Described as “the most advanced glasses the world has ever seen,” the Orion frames are genuinely very close to just being a normal pair of glasses, which is something even many of the current best smart glasses don’t achieve. In fact, for people who like chunky statement glasses, they’re not even too big as they are — though Meta says it plans on further developing the design to make it a bit “smaller and more fashionable” before bringing the product to market.
To meet their goals, the team behind Orion had to develop a prototype that was — first and foremost — a pair of glasses. That meant no headset, no wires, a weight of less than 100 grams, a wide field of view, and holographic displays that were sharp enough to pick up details and bright enough to see in different lighting conditions.
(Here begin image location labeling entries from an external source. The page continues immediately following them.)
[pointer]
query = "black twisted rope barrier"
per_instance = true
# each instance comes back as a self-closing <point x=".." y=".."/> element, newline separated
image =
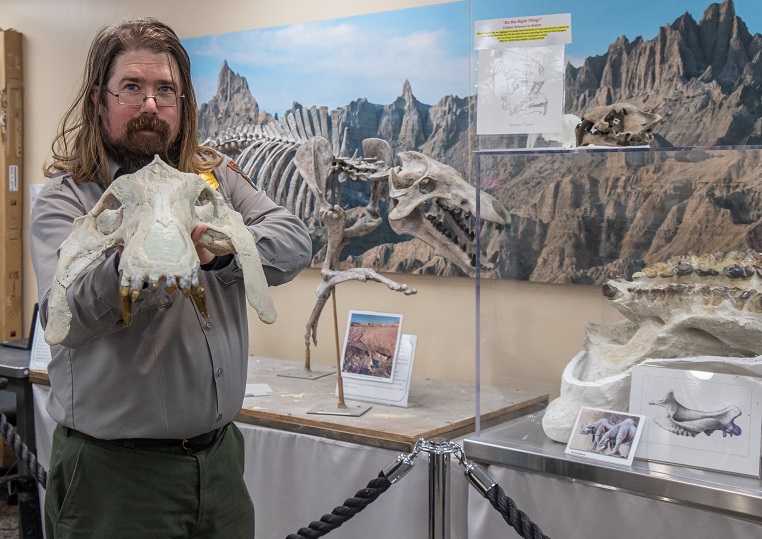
<point x="26" y="457"/>
<point x="513" y="515"/>
<point x="342" y="513"/>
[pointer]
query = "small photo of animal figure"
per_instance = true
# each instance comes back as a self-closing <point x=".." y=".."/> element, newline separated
<point x="605" y="435"/>
<point x="370" y="346"/>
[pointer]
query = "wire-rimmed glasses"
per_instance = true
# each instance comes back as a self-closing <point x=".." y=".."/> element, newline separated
<point x="136" y="99"/>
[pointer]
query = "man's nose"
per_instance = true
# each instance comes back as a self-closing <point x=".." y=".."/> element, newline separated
<point x="149" y="104"/>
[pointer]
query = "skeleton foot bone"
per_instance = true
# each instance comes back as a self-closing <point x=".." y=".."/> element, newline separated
<point x="157" y="211"/>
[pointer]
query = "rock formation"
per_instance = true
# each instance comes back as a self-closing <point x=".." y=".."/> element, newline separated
<point x="580" y="218"/>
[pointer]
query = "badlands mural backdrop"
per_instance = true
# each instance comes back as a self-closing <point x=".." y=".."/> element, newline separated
<point x="577" y="217"/>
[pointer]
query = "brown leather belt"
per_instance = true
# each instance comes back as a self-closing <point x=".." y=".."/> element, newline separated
<point x="189" y="445"/>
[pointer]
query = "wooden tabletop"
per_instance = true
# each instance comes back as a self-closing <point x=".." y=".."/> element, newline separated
<point x="436" y="408"/>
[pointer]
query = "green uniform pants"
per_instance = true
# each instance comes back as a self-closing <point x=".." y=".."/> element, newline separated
<point x="102" y="490"/>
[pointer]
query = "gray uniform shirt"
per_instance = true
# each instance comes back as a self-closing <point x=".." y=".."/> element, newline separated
<point x="172" y="373"/>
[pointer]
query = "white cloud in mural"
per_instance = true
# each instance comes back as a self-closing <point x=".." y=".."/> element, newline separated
<point x="333" y="64"/>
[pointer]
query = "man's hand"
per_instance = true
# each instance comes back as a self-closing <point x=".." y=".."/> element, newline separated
<point x="205" y="256"/>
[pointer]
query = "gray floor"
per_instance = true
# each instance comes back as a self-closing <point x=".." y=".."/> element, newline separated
<point x="9" y="518"/>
On top of all that, the wearer needed to be able to see through the glasses, and people around them needed to be able to see the wearer’s eyes through the lenses.
The result is a display that doesn’t use passthrough — what the wearer sees is the real physical world with holograms overlaid onto it. These holograms might be a cinematic screen, a desktop window for working, a game, a little app window for replying to messages, or even a hologram version of the person you’re on a call with.
The display isn’t a screen made of glass, but of silicon carbide and uses tiny projectors in the arms of the glasses that — get ready for the complicated stuff — “shoot light into waveguides that have nano-scale 3D structures etched into the lenses that can refract light” and “put holograms of different depths and sizes in the world in front of you.” The frames are made of magnesium to keep the glasses light and to radiate heat away instead of using a fan.
Zuckerberg said there was a battery in the arms of the glasses, but he also briefly mentioned a “small puck” that would be used to help power the wearable. As for how you interact with the glasses, they will use AI with voice, hand-tracking, eye-tracking, and something called a wrist-based neural interface.
The visuals at this point showed someone wearing a small wrist accessory while making some kind of gesture with their hand, and Zuckerberg mentioned being able to “send a signal from your brain to the device” to interact with it when other methods would be inconvenient. He didn’t elaborate any further on how this would work or what you would be able to do with it, however, so it seems this feature will be shrouded in mystery for now.
Before the company releases this as a consumer product, Zuckerberg says they still have a few things to refine. This included tuning the display system to make it sharper, improving the design, and working on the manufacturing process to make it more affordable. Until then, the prototype will be used as a dev kit, mostly internally but also with a few external partners, to build out the software experiences.
While there’s still work to be done, with any luck, these holographic AR glasses will become a real product we can buy in the next few years.